Mr Turnquest, meanwhile, said the Prime Minister’s comments on the CTFE purchase “give the impression it’s a done deal”.
But, with the ministerial delegation headed to Hong Kong and Macau, the FNM deputy leader questioned whether the Prime Minister was being “premature” or if his Cabinet colleagues were heading a long way - at taxpayer expense - to assess something that had already been approved.
“I know the Prime Minister wants to have a win before his [party] convention and the election,” Mr Turnquest told Tribune Business, “but it’s prudent for him to take time, look at the long view and make sure any agreement is in the best interests of the Bahamian people and there’s no damage to our reputation.
“I’m sure the Prime Minister is anxious to have a deal. It’s important to his government. We have to be concerned that it’s not the best deal for the Prime Minister and his government, but the best deal for the Bahamas.”
With CTFE all but confirmed as Baha Mar’s new purchaser, Mr Turnquest urged the Government to ‘unseal’ all details of the sale, plus its agreement for the project’s construction completion and opening with the secured creditor, the China Export-Import Bank.

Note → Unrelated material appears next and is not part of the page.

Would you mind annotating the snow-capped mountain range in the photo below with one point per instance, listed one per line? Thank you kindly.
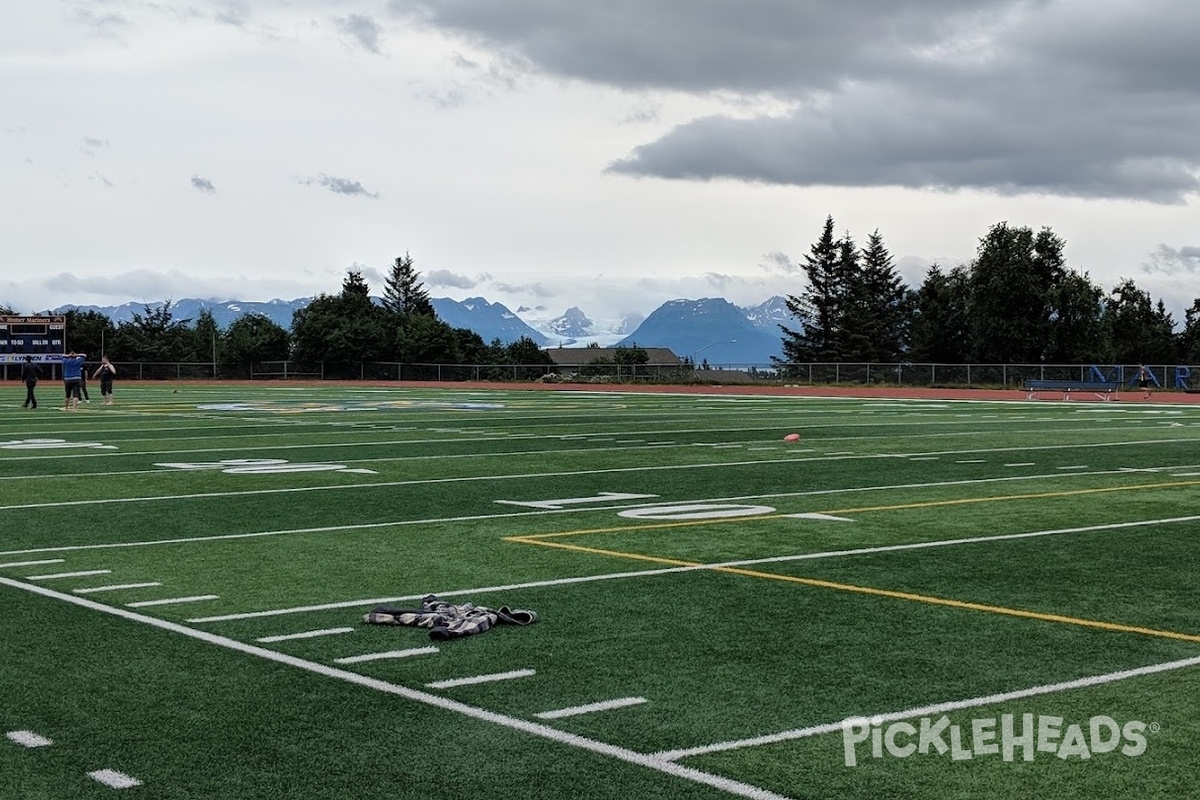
(711, 329)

Justice Ian Winder, in his late September 2016 ruling, explained that he ‘sealed’ the agreement to “preserve the integrity” of the Baha Mar sales process, which was then “commercially live”.

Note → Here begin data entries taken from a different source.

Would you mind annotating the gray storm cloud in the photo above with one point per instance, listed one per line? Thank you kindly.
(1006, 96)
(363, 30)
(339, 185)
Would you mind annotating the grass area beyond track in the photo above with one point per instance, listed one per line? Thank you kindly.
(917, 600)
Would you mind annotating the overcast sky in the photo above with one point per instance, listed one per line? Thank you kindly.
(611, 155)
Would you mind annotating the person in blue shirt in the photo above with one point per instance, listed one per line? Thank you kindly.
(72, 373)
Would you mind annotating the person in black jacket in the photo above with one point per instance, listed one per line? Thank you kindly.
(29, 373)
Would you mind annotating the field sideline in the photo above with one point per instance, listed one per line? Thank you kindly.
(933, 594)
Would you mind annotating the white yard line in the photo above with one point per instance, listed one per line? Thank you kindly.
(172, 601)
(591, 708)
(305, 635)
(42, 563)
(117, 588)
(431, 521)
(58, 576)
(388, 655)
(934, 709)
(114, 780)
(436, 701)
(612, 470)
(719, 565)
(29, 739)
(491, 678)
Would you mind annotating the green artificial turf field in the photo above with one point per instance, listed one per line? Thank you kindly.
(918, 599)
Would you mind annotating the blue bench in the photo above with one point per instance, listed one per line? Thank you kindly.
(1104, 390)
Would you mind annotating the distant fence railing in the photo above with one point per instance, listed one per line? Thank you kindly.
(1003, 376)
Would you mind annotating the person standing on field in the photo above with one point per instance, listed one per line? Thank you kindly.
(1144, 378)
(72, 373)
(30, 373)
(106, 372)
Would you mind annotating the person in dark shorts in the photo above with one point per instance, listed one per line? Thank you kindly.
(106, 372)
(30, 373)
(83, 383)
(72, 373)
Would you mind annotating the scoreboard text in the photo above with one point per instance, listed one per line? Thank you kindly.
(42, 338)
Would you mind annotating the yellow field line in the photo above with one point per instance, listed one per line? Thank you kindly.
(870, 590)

Based on the Prime Minister’s comments, that stage seems to have passed, and Mr Turnquest said: “They should unseal the deal.
“Let us know what’s involved in terms of the concessions to given to CTFE...The Bahamian people are being asked to give up something, and we ought to know what that is and the cost of that for the long-term.”
Mr Turnquest said it was “critically important” to know whether CTFE, or a combination of CTFE and the China Export-Import Bank’s Perfect Luck Holdings vehicle, are paying the 10 per cent ‘transaction tax’ on Baha Mar’s sales price.
This is split into 7.5 per cent VAT/2.5 per cent Stamp Duty and, based on Justice Winder’s ruling that bids to acquire Baha Mar are less than the $2.45 billion-plus that the bank is seeking to recover, the amount of tax normally due would likely be between $100-$200 million.
“Many Bahamian companies and international companies are crying about the huge weight of taxation on the cost and ease of doing business,” Mr Turnquest told Tribune Business.
“If we find a deal is structured where Stamp Duty and VAT are exempt from this transaction, worth hundreds of millions of dollars, we ought to know why and how much.
“We ought to know the extent these concessions continue to subsequent [Baha Mar] transfers, and any continued concessions on VAT, in particular.”
Mr Turnquest continued: “At a time when the Treasury needs every dollar it can collect, it’s clearly of interest to our fiscal situation and the Bahamian people to know what concessions have been granted, especially if the Bahamian people have to pick up the tab.
“In a circumstance like this, I hope the Government do their due diligence and understand there’s more at stake than just an election.”